The Federal Government of Nigeria will begin sharing the financial burden of electricity subsidies with state and local governments starting in 2026, marking a major shift in fiscal policy for the power sector. This directive, announced by Budget Office Director-General Tanimu Yakubu, aims to make subsidy costs explicit, transparent, and enforceable, ensuring no level of government carries hidden obligations.
Okay News reports that President Bola Tinubu has ordered all ministries to use existing electricity laws to establish a clear cost-sharing framework for the 2026 budget. The policy is a strategic move to align financial responsibility with political benefits, as subsidy costs arise when tariffs are kept below the true cost of supply, with Yakubu stating, “This is not punishment, it is alignment.”
The reform urgently addresses a severe liquidity crisis where electricity generating companies are owed over ₦4 trillion, and the government intends to finance support for vulnerable consumers through a targeted fund, moving away from universal subsidies. This change is enabled by the Electricity Act 2023, which empowers states to participate in the power sector, with over 18 states already setting up their own regulatory agencies for this purpose.

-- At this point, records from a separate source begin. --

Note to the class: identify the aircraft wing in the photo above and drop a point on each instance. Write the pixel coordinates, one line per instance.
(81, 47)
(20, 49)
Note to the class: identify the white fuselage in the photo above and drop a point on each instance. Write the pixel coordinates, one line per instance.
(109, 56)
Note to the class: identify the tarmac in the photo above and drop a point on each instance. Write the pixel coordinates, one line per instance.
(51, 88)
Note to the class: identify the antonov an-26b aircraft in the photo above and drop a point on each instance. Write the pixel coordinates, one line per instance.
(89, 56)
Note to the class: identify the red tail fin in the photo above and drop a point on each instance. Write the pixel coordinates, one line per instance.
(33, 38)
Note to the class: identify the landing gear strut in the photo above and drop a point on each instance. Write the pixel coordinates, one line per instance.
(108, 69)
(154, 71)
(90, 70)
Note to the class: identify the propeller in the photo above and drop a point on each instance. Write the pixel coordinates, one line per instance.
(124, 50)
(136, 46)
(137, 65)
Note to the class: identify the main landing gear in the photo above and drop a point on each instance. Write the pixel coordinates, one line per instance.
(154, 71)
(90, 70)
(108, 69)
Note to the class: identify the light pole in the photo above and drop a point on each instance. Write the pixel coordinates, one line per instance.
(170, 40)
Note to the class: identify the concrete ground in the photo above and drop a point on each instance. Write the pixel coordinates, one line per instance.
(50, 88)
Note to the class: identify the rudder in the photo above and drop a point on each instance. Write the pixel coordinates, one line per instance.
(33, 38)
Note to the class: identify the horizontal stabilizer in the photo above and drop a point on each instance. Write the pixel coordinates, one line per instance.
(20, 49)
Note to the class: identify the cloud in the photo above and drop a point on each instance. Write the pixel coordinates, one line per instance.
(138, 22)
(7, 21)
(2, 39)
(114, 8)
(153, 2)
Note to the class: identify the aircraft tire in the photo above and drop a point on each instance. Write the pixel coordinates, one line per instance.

Beyond electricity, President Tinubu has ordered a strict review of all 2026 budget projects, demanding that only ready-to-implement initiatives with clear financing are proposed, with Yakubu criticizing long lists of unfinished projects as detrimental to national progress. The success of this reform hinges on transparent agreements between all levels of government, requiring meticulous tracking of subsidy obligations to prevent new debts from crippling the power sector and to stabilize Nigeria’s electricity market.